Policy-as-Code: Shifting Security Left

One of the most effective ways to secure HNIs is embedding rules directly into the development pipeline through policy-as-code.

  • Define rules in code (using frameworks like OPA, Sentinel, or Kyverno):

    • Example: “All non-human identities must have an owner, expiry ≤ 90 days, and cannot request wildcard permissions.”

  • Integrate into CI/CD pipelines: Block deployments that attempt to create insecure identities.

  • Version-control policies: Policies can be audited, tested, and continuously improved, just like software code.

By shifting identity checks “left,” developers receive feedback early. Instead of security teams discovering over-privileged service accounts months later, insecure configurations are prevented at the source.

Continuous Compliance: Staying Secure Over Time

Policies alone are not enough—identities drift over time. A service account created with limited access may quietly accumulate new privileges. A forgotten API key may remain active long after its service is retired.

Continuous compliance ensures that all non-human identities are continuously validated against defined policies:

  • Automated scanners detect violations (e.g., expired rotation, excessive privileges).

  • Alerts or automated remediation reduce manual effort.

  • Dashboards provide auditors with real-time visibility into compliance status.

This not only strengthens security but also helps organizations demonstrate accountability for regulatory frameworks like ISO 27001, SOC 2, or NIST CSF.

Culture: The Human Factor in Non-Human Identity Security

Technology and governance are powerful, but the true differentiator is culture. Developers, engineers, and DevOps teams must see HNI security as part of their daily responsibility.

  • Shift-left mindset: Engineers integrate secure identity practices just like unit testing.

  • Awareness: Teams recognize that an exposed API key is as valuable to attackers as a stolen user password.

  • Collaboration: Security, DevOps, and compliance teams work together, not in silos, to build trust into machine-to-machine communication.

Organizations that succeed will cultivate a culture where “identity is the new perimeter” applies equally to humans and machines.

Looking Ahead: What Will Define the Winners?

Fast forward three years, and the winners in managing non-human identities will be defined by their ability to combine:

  • Technology: Automated discovery, secrets management, AI-driven anomaly detection.

  • Governance: Standardized policies, lifecycle ownership, continuous compliance.

  • Culture: A shift-left mindset where developers treat HNIs with the same care as human credentials.

Those who succeed will close one of the fastest-growing gaps in enterprise security. Those who don’t risk repeating history—allowing attackers to bypass expensive defenses simply by stealing a forgotten service account key.

Conclusion

The surge in non-human identities is both inevitable and unstoppable. Automation, AI, and cloud-native architectures will only increase the reliance on machine-to-machine communication. But with this growth comes risk: each unmanaged HNI is a potential backdoor for attackers.
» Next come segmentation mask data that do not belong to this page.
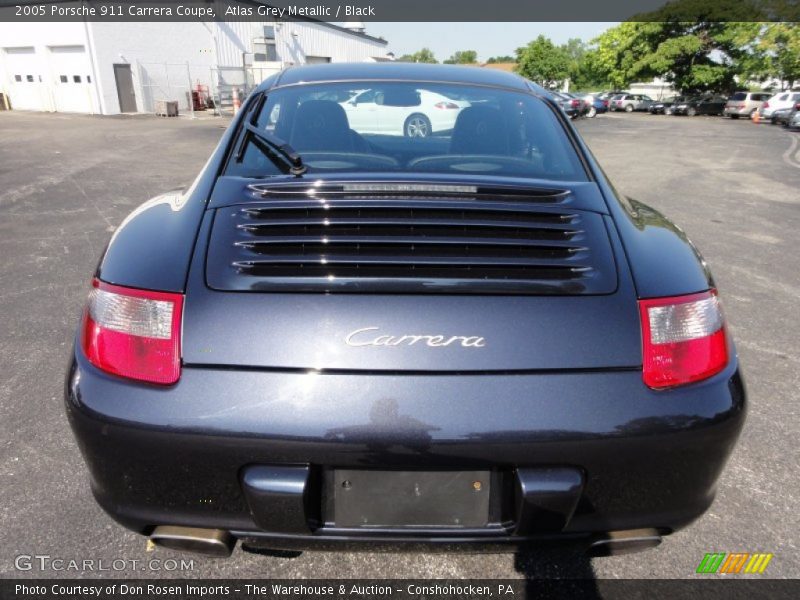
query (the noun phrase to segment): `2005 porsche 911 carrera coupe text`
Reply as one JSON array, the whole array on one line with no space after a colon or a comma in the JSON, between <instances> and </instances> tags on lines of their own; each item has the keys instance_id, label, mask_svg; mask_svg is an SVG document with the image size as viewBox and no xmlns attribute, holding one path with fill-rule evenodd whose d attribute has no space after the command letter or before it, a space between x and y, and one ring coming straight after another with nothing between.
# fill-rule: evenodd
<instances>
[{"instance_id":1,"label":"2005 porsche 911 carrera coupe text","mask_svg":"<svg viewBox=\"0 0 800 600\"><path fill-rule=\"evenodd\" d=\"M745 392L696 249L547 91L353 64L266 80L121 224L66 406L97 501L171 548L599 555L709 507Z\"/></svg>"}]
</instances>

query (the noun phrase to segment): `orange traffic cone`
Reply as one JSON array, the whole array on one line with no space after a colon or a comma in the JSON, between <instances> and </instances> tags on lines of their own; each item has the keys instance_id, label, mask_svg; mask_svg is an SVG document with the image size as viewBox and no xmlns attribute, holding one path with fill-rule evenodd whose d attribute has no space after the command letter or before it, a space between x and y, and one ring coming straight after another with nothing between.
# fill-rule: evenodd
<instances>
[{"instance_id":1,"label":"orange traffic cone","mask_svg":"<svg viewBox=\"0 0 800 600\"><path fill-rule=\"evenodd\" d=\"M239 88L233 88L233 114L238 113L241 106L242 101L239 100Z\"/></svg>"},{"instance_id":2,"label":"orange traffic cone","mask_svg":"<svg viewBox=\"0 0 800 600\"><path fill-rule=\"evenodd\" d=\"M760 122L761 122L761 113L759 113L759 111L757 110L753 111L753 123L758 125Z\"/></svg>"}]
</instances>

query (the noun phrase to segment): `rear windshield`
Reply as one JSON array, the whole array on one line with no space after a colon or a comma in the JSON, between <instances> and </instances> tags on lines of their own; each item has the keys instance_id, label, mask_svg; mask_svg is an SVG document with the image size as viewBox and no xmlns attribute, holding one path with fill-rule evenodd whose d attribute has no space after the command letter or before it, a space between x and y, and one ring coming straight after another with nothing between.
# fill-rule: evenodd
<instances>
[{"instance_id":1,"label":"rear windshield","mask_svg":"<svg viewBox=\"0 0 800 600\"><path fill-rule=\"evenodd\" d=\"M745 92L736 92L731 96L731 100L747 100L747 94Z\"/></svg>"},{"instance_id":2,"label":"rear windshield","mask_svg":"<svg viewBox=\"0 0 800 600\"><path fill-rule=\"evenodd\" d=\"M419 82L287 86L246 118L288 142L308 173L404 172L586 181L564 127L541 99L491 87ZM288 172L256 135L228 173ZM273 148L274 149L274 148Z\"/></svg>"}]
</instances>

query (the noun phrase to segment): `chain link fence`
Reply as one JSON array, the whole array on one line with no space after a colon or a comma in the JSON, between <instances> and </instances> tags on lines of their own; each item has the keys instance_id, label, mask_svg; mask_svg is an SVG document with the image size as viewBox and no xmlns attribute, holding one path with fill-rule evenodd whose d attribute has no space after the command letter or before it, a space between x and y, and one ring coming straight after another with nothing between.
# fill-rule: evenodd
<instances>
[{"instance_id":1,"label":"chain link fence","mask_svg":"<svg viewBox=\"0 0 800 600\"><path fill-rule=\"evenodd\" d=\"M276 73L277 68L220 67L193 65L191 63L137 62L139 97L142 112L154 113L160 100L177 102L178 110L194 116L192 92L202 91L207 110L215 114L233 109L233 90L244 100L264 79Z\"/></svg>"}]
</instances>

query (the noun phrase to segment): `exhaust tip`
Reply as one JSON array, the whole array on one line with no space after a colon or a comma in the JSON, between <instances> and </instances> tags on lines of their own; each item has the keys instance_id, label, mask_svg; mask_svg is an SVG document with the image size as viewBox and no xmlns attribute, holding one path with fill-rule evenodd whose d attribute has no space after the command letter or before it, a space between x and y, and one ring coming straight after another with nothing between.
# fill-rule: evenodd
<instances>
[{"instance_id":1,"label":"exhaust tip","mask_svg":"<svg viewBox=\"0 0 800 600\"><path fill-rule=\"evenodd\" d=\"M177 525L159 525L150 534L150 540L163 548L217 558L229 557L236 545L236 538L222 529Z\"/></svg>"},{"instance_id":2,"label":"exhaust tip","mask_svg":"<svg viewBox=\"0 0 800 600\"><path fill-rule=\"evenodd\" d=\"M592 557L619 556L633 554L655 548L661 543L657 529L628 529L610 531L604 537L594 540L586 553Z\"/></svg>"}]
</instances>

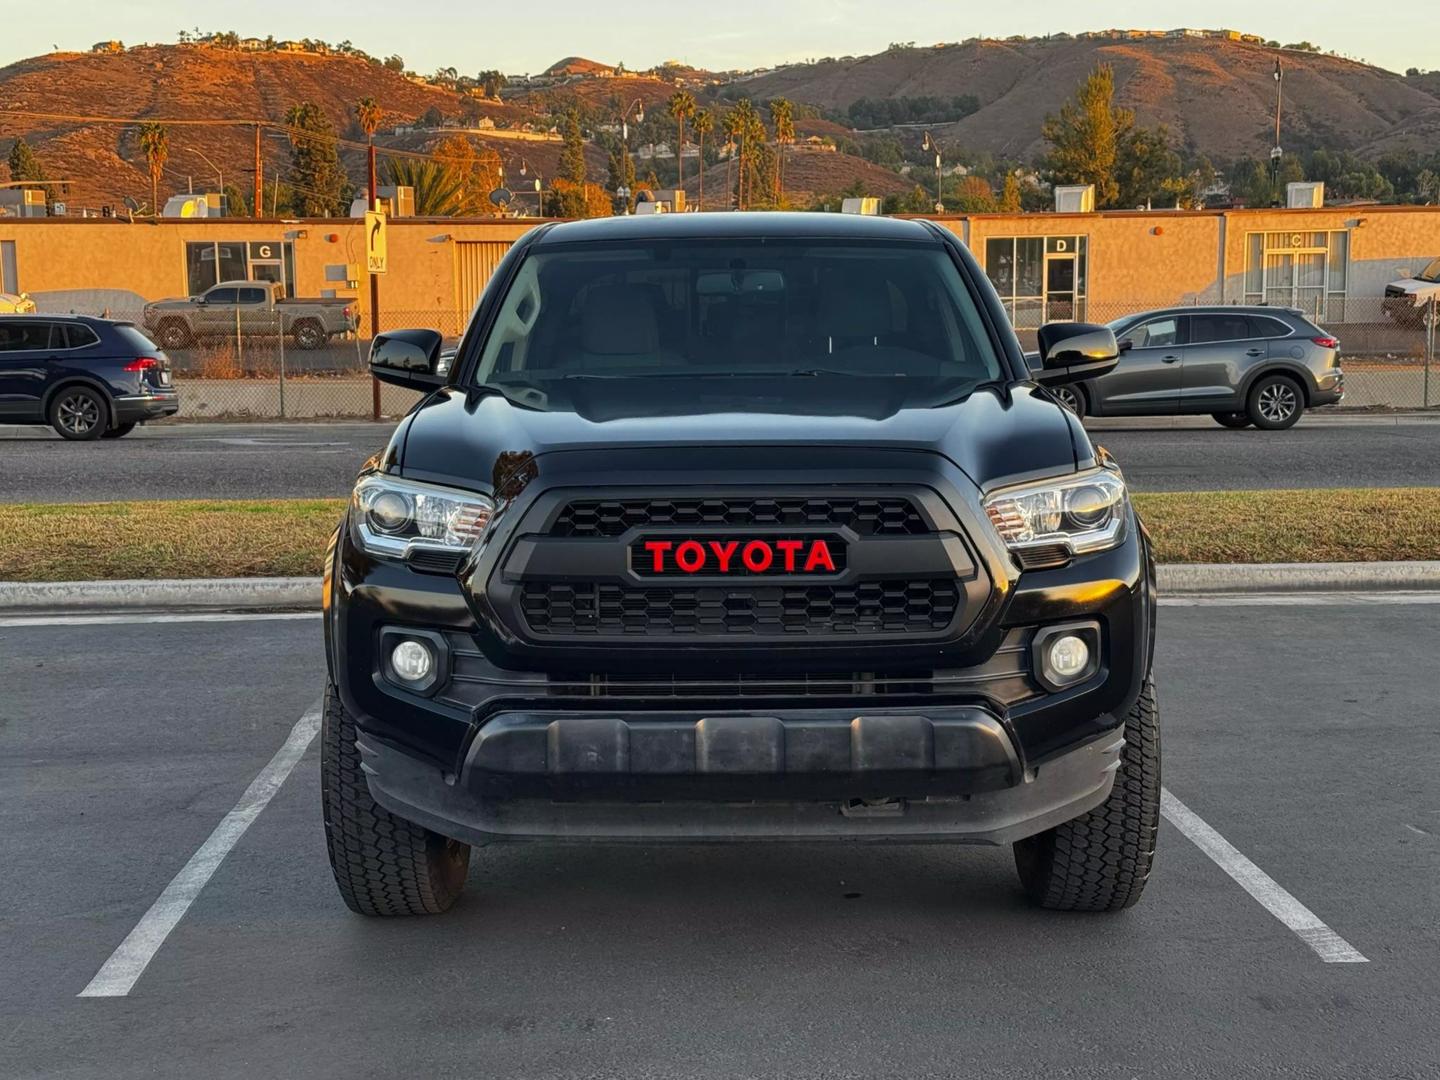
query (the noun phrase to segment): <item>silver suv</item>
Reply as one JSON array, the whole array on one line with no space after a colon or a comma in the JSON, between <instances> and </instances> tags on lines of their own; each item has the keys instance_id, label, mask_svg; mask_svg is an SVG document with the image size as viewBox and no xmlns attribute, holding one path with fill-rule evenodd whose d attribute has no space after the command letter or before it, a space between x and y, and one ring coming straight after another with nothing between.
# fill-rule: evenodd
<instances>
[{"instance_id":1,"label":"silver suv","mask_svg":"<svg viewBox=\"0 0 1440 1080\"><path fill-rule=\"evenodd\" d=\"M1108 325L1115 370L1051 391L1080 416L1209 413L1280 431L1345 396L1339 340L1290 308L1165 308Z\"/></svg>"}]
</instances>

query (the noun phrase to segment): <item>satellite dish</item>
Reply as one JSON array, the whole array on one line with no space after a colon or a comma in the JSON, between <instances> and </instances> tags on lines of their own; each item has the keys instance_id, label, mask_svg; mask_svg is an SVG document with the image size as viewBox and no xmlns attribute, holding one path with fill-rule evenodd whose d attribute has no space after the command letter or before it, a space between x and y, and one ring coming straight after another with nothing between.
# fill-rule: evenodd
<instances>
[{"instance_id":1,"label":"satellite dish","mask_svg":"<svg viewBox=\"0 0 1440 1080\"><path fill-rule=\"evenodd\" d=\"M133 195L126 195L126 196L125 196L125 209L126 209L126 210L139 210L139 209L140 209L140 204L135 201L135 197L134 197Z\"/></svg>"},{"instance_id":2,"label":"satellite dish","mask_svg":"<svg viewBox=\"0 0 1440 1080\"><path fill-rule=\"evenodd\" d=\"M509 188L499 187L490 192L490 201L496 206L506 206L514 197Z\"/></svg>"}]
</instances>

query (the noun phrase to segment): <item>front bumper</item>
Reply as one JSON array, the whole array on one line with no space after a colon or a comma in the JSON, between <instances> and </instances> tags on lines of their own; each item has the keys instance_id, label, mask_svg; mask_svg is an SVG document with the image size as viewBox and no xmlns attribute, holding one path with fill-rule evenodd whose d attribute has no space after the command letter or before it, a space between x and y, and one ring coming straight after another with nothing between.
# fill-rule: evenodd
<instances>
[{"instance_id":1,"label":"front bumper","mask_svg":"<svg viewBox=\"0 0 1440 1080\"><path fill-rule=\"evenodd\" d=\"M458 776L362 734L371 794L470 844L1006 844L1103 802L1125 744L1111 731L1027 773L1004 726L980 709L848 721L521 715L487 732ZM915 794L855 794L867 790Z\"/></svg>"}]
</instances>

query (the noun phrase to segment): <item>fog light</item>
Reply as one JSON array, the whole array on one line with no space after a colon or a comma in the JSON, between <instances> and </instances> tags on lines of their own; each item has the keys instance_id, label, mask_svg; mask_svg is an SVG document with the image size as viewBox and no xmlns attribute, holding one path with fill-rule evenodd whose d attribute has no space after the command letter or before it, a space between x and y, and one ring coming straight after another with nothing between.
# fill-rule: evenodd
<instances>
[{"instance_id":1,"label":"fog light","mask_svg":"<svg viewBox=\"0 0 1440 1080\"><path fill-rule=\"evenodd\" d=\"M1074 634L1061 634L1045 650L1045 666L1056 682L1070 682L1090 666L1090 646Z\"/></svg>"},{"instance_id":2,"label":"fog light","mask_svg":"<svg viewBox=\"0 0 1440 1080\"><path fill-rule=\"evenodd\" d=\"M422 642L402 641L390 654L390 668L405 682L424 682L435 670L435 657Z\"/></svg>"}]
</instances>

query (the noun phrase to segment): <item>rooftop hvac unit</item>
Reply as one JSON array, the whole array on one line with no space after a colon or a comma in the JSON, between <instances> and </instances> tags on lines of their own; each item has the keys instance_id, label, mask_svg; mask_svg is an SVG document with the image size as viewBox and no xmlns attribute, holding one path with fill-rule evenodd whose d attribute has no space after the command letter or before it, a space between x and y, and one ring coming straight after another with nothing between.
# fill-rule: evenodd
<instances>
[{"instance_id":1,"label":"rooftop hvac unit","mask_svg":"<svg viewBox=\"0 0 1440 1080\"><path fill-rule=\"evenodd\" d=\"M1291 210L1318 210L1325 205L1325 184L1302 180L1285 185L1285 205Z\"/></svg>"},{"instance_id":2,"label":"rooftop hvac unit","mask_svg":"<svg viewBox=\"0 0 1440 1080\"><path fill-rule=\"evenodd\" d=\"M1057 184L1055 187L1055 212L1057 214L1093 214L1095 212L1095 185Z\"/></svg>"},{"instance_id":3,"label":"rooftop hvac unit","mask_svg":"<svg viewBox=\"0 0 1440 1080\"><path fill-rule=\"evenodd\" d=\"M842 214L864 214L866 217L876 217L880 213L880 200L876 198L846 199L840 204Z\"/></svg>"},{"instance_id":4,"label":"rooftop hvac unit","mask_svg":"<svg viewBox=\"0 0 1440 1080\"><path fill-rule=\"evenodd\" d=\"M210 208L210 200L204 195L171 195L165 200L165 209L160 211L166 218L218 217L219 211Z\"/></svg>"},{"instance_id":5,"label":"rooftop hvac unit","mask_svg":"<svg viewBox=\"0 0 1440 1080\"><path fill-rule=\"evenodd\" d=\"M40 188L0 188L0 208L6 217L44 217L45 192Z\"/></svg>"}]
</instances>

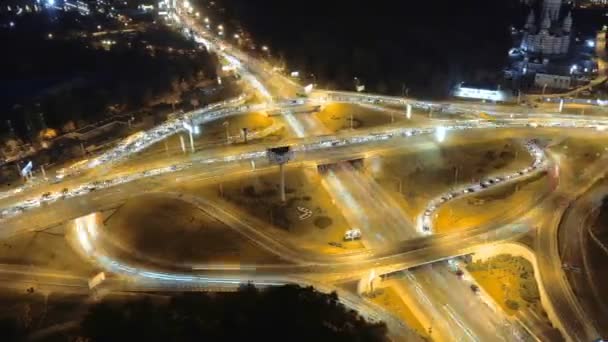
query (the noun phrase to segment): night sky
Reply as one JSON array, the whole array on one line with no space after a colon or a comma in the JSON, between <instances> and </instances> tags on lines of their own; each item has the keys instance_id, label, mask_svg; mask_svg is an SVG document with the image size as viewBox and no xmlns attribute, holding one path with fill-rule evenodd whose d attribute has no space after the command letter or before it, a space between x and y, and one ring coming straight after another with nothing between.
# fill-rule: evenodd
<instances>
[{"instance_id":1,"label":"night sky","mask_svg":"<svg viewBox=\"0 0 608 342\"><path fill-rule=\"evenodd\" d=\"M522 17L518 0L223 0L258 41L323 87L442 96L459 81L492 81ZM521 20L521 19L519 19Z\"/></svg>"}]
</instances>

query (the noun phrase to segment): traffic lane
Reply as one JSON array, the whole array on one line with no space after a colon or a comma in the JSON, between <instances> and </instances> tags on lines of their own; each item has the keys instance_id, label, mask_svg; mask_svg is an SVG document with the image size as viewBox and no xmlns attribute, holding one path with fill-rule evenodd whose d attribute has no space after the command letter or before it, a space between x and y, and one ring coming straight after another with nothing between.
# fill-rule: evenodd
<instances>
[{"instance_id":1,"label":"traffic lane","mask_svg":"<svg viewBox=\"0 0 608 342\"><path fill-rule=\"evenodd\" d=\"M561 159L561 158L560 158ZM577 166L562 163L561 178L573 178L575 173L580 174ZM575 341L587 341L598 338L598 333L586 314L582 311L578 300L574 297L562 269L559 246L557 243L560 221L566 207L576 197L577 193L584 193L603 174L604 163L594 163L585 169L585 177L577 182L573 188L568 182L560 182L556 193L550 201L547 213L539 220L539 229L535 240L535 251L538 258L539 276L542 287L546 292L550 309L555 313L562 334ZM595 170L596 172L591 172ZM595 176L595 177L594 177ZM585 184L587 183L587 184Z\"/></svg>"},{"instance_id":2,"label":"traffic lane","mask_svg":"<svg viewBox=\"0 0 608 342\"><path fill-rule=\"evenodd\" d=\"M204 172L207 180L210 180L221 177L225 173L250 170L250 168L251 165L248 163L243 165L240 162L231 162L208 165L204 168L192 168L178 175L187 176L196 172ZM82 196L42 204L22 215L4 220L0 229L0 237L5 238L20 232L44 230L91 212L116 208L127 199L138 196L142 192L155 191L179 182L178 175L166 174L141 178L118 186L100 188Z\"/></svg>"},{"instance_id":3,"label":"traffic lane","mask_svg":"<svg viewBox=\"0 0 608 342\"><path fill-rule=\"evenodd\" d=\"M559 228L559 249L564 273L577 299L589 314L589 319L599 330L602 329L598 317L603 317L603 300L598 289L600 285L594 281L594 270L588 268L586 244L594 213L601 206L607 192L608 186L604 182L593 185L566 209Z\"/></svg>"},{"instance_id":4,"label":"traffic lane","mask_svg":"<svg viewBox=\"0 0 608 342\"><path fill-rule=\"evenodd\" d=\"M393 128L391 130L395 130L395 128ZM397 130L398 130L398 128L397 128ZM565 132L567 132L567 135L571 136L571 137L583 136L583 137L586 137L586 138L596 138L596 137L602 136L601 132L594 132L593 130L589 130L589 129L572 129L572 130L564 131L564 130L559 129L559 128L540 128L540 129L535 129L535 128L530 128L530 127L520 127L520 128L505 127L505 128L494 128L494 129L487 129L487 130L471 129L471 130L467 131L467 133L469 133L467 135L468 136L473 136L473 134L476 131L477 132L480 132L480 131L481 132L485 132L485 134L490 134L490 135L492 135L492 132L493 132L494 133L493 136L495 138L498 138L498 137L501 137L501 136L504 136L504 137L508 138L508 137L514 137L514 135L520 136L520 137L538 136L539 138L551 138L551 137L555 136L554 135L555 133L559 133L560 136L562 136L562 135L564 135ZM354 131L353 132L342 132L339 135L327 136L327 137L313 137L313 138L306 138L306 139L292 139L292 140L285 141L284 144L285 145L291 145L291 146L298 146L298 145L302 145L302 144L304 144L304 145L310 145L310 144L314 145L314 144L319 144L322 141L340 141L340 140L344 140L344 139L346 139L346 140L349 140L349 139L352 140L352 139L354 139L354 138L356 138L358 136L366 136L366 135L369 135L369 134L372 134L372 133L373 133L373 130L356 131L356 132L354 132ZM421 136L429 136L429 135L428 134L423 134ZM448 137L453 137L453 136L458 136L458 134L456 133L456 131L453 131L453 132L451 131L449 133L449 135L448 135ZM415 138L418 138L418 137L420 137L420 136L416 136L416 137L413 137L413 138L415 139ZM397 139L399 139L399 138L397 138ZM357 141L357 140L355 139L355 141ZM369 140L358 141L353 146L361 146L361 145L366 144L366 142L369 142ZM451 140L449 143L453 144L454 141ZM340 144L338 144L338 146L339 145ZM252 147L252 146L258 146L258 151L259 152L263 152L264 151L264 149L259 150L260 145L251 145L251 146L250 145L245 145L245 146L231 147L231 150L233 148L235 148L235 149L239 149L240 148L242 151L246 151L247 149L249 149L249 151L253 151L253 150L255 150L255 148ZM261 145L261 146L276 146L276 144L266 144L266 145ZM333 147L335 147L335 146L333 146ZM320 151L321 152L322 151L326 151L326 147L323 147ZM227 153L227 152L224 151L224 153ZM209 154L213 155L214 152L210 151ZM217 155L217 152L216 152L216 155ZM195 160L199 160L199 161L204 159L204 158L201 158L200 156L195 156L194 158L195 158ZM86 177L86 175L83 175L82 177ZM95 176L93 176L93 177L95 177ZM87 179L87 178L78 178L78 177L76 177L76 178L77 179ZM58 183L58 184L48 185L47 187L37 187L35 189L31 189L31 191L27 191L27 192L24 192L22 194L18 194L18 195L14 196L14 197L4 198L4 199L0 200L0 205L6 206L7 203L14 202L17 199L24 199L24 198L30 197L32 195L39 196L39 195L42 195L42 193L44 193L46 190L50 190L52 192L60 191L61 189L63 189L64 187L66 187L66 185L69 186L70 184L73 184L73 183L70 183L70 182L77 183L78 180L71 179L67 183L65 183L65 181L64 181L64 182L61 182L61 183Z\"/></svg>"}]
</instances>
By adopting a lifecycle model, embedding policy-as-code, enforcing continuous compliance, and fostering a culture of security ownership, organizations can bring order to the chaos. Securing the non-human identity surge is not optional—it is the next frontier of cybersecurity. Enterprises that master it will not only protect themselves from breaches but also unlock the full potential of digital transformation with confidence.